A teoria jurídica que apresenta o direito da personalidade ao esquecimento, com origem no direito alemão, informa a rejeição do ordenamento à perseguição do indivíduo, por tempo indeterminado, em razão da prática de atos ou fatos pretéritos. “O efeito jurídico desse direito subjetivo é permitir e impulsionar a superação de acontecimentos contrários ao ordenamento bem como a ressocialização do agente infrator, inclusive na esfera penal. A superação dos acontecimentos deve ocorrer pelo cumprimento da dívida em relação à sociedade ou pela prescrição da pretensão punitiva estatal.”

O confronto entre liberdade de informação e os direitos da personalidade, onde ambos transitam pelos domínios do direito constitucional, em que de um lado há o legítimo interesse de “querer ocultar-se” e, de outro, o não menos legítimo interesse de se “fazer revelar”, a questão poderá ser solucionada a partir da exegese dos arts. 11, 12, 17, 20 e 21, do Código Civil, todos em acordo com a Constituição Federal.

O STJ, por meio da 4ª Turma, aplicou recentemente, no REsp 1334097, o direito ao esquecimento para um homem inocentado da acusação de envolvimento na chacina da Candelária e posteriormente retratado por programas televisivos. No dizer do STJ: “Com efeito, o reconhecimento do direito ao esquecimento dos condenados que cumpriram integralmente a pena e, sobretudo, dos que foram absolvidos em processo criminal, além de sinalizar uma evolução cultural da sociedade, confere concretude a um ordenamento jurídico que, entre a memória – que é a conexão do presente com o passado – e a esperança – que é o vínculo do futuro com o presente –, fez clara opção pela segunda. E é por essa ótica que o direito ao esquecimento revela sua maior nobreza, pois afirma-se, na verdade, como um direito à esperança, em absoluta sintonia com a presunção legal e constitucional de regenerabilidade da pessoa humana. Ressalvam-se do direito ao esquecimento os fatos genuinamente históricos – historicidade essa que deve ser analisada em concreto -, cujo interesse público e social deve sobreviver à passagem do tempo, desde que a narrativa desvinculada dos envolvidos se fizer impraticável.”

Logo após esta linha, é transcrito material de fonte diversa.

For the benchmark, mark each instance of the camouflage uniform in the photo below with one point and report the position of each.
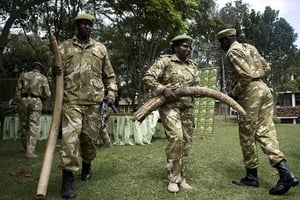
(31, 88)
(257, 100)
(177, 116)
(87, 73)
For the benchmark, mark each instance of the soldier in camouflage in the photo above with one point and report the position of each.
(32, 88)
(247, 68)
(166, 74)
(87, 74)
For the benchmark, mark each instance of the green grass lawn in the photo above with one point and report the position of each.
(138, 172)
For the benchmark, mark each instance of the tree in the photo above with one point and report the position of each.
(15, 9)
(138, 32)
(273, 36)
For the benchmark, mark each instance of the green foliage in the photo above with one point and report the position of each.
(22, 51)
(138, 172)
(271, 35)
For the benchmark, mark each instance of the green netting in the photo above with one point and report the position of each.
(205, 107)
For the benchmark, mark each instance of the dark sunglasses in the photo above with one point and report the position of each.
(186, 46)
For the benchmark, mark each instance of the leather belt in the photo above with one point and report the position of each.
(255, 79)
(29, 95)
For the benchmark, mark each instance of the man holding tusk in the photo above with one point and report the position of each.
(165, 75)
(257, 127)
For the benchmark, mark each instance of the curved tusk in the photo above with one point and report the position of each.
(155, 102)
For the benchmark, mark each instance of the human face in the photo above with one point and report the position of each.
(183, 50)
(224, 43)
(84, 29)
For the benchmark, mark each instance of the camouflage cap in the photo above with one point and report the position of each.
(225, 33)
(182, 37)
(85, 16)
(38, 64)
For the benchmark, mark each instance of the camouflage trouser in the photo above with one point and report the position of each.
(258, 127)
(80, 128)
(30, 111)
(179, 127)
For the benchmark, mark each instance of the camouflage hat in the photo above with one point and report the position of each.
(225, 33)
(85, 16)
(38, 64)
(182, 37)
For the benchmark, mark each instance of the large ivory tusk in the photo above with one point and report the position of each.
(54, 128)
(155, 102)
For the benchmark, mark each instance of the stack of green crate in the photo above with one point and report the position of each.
(205, 107)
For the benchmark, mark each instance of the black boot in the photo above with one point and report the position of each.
(67, 189)
(86, 171)
(249, 180)
(286, 181)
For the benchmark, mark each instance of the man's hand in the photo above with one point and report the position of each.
(169, 94)
(56, 70)
(109, 100)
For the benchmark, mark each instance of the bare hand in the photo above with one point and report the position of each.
(169, 94)
(56, 70)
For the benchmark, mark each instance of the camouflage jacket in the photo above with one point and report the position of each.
(87, 72)
(169, 71)
(246, 64)
(32, 83)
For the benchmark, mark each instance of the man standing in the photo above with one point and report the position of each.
(166, 74)
(87, 74)
(247, 68)
(32, 88)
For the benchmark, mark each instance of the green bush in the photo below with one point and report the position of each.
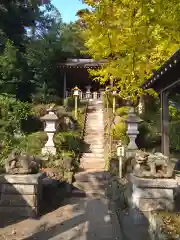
(122, 111)
(12, 112)
(39, 110)
(149, 136)
(68, 141)
(33, 143)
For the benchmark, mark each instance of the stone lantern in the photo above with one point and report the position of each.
(121, 154)
(132, 123)
(88, 92)
(50, 120)
(114, 100)
(76, 92)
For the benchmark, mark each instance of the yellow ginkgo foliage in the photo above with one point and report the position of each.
(135, 37)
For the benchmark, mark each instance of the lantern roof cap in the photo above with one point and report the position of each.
(50, 115)
(132, 117)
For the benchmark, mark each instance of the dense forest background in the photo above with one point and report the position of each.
(32, 43)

Ademais, o direito de ser deixado em paz também foi reconhecido no Brasil pelo Enunciado nº 531 da VI Jornada de Direito Civil do Conselho da Justiça Federal, segundo o qual “a tutela da dignidade da pessoa humana na sociedade da informação inclui o direito ao esquecimento”. A justificativa de determinado enunciado foi a seguinte: o direito ao esquecimento tem sua origem histórica no campo das condenações criminais. Surge como parcela importante do direito do ex-detento à ressocialização. Não atribui a ninguém o direito de apagar fatos ou reescrever a própria história, mas apenas assegura a possibilidade de discutir o uso que é dado aos fatos pretéritos, mais especificamente o modo e a finalidade com que são lembrados. “As recordações da vida privada de cada indivíduo pertencem ao seu patrimônio moral e ninguém tem o direito de publicá-las mesmo sem intenção malévola, sem a autorização expressa e inequívoca daquele de quem se narra a vida”.

Aliás, a ameaça ao direito de desenvolvimento da personalidade ou ressocialização fere o disposto também nos arts. 93 do Código Penal, 748 do Código de Processo Penal e 202 da Lei de Execuções Penais, que asseguram o sigilo dos registros sobre seu processo e condenação.

Com efeito, e reitero, que crimes históricos, como é o exemplo nazista, não podem ficar no esquecimento. Aliás, pelo contrário, esses são casos que não devem mesmo ser esquecidos, o que demonstra que o direito de ser esquecido também não é absoluto.

Concluo: somente por meio da ponderação e do estudo de cada caso concreto que saberemos se um Princípio Constitucional poderá se sobrepor relativamente a outro para que haja uma justa aplicação de ambos de forma harmoniosa, em que se leve em consideração a eficácia horizontal, afastando, a exploração por vezes populista da mídia, o que será a solução das vicissitudes do passado. E assim, descaramos o absolutismo de buscadores de ditar, privativamente, a informação mundial por tempo indeterminado e preservaremos também o direito à expressão.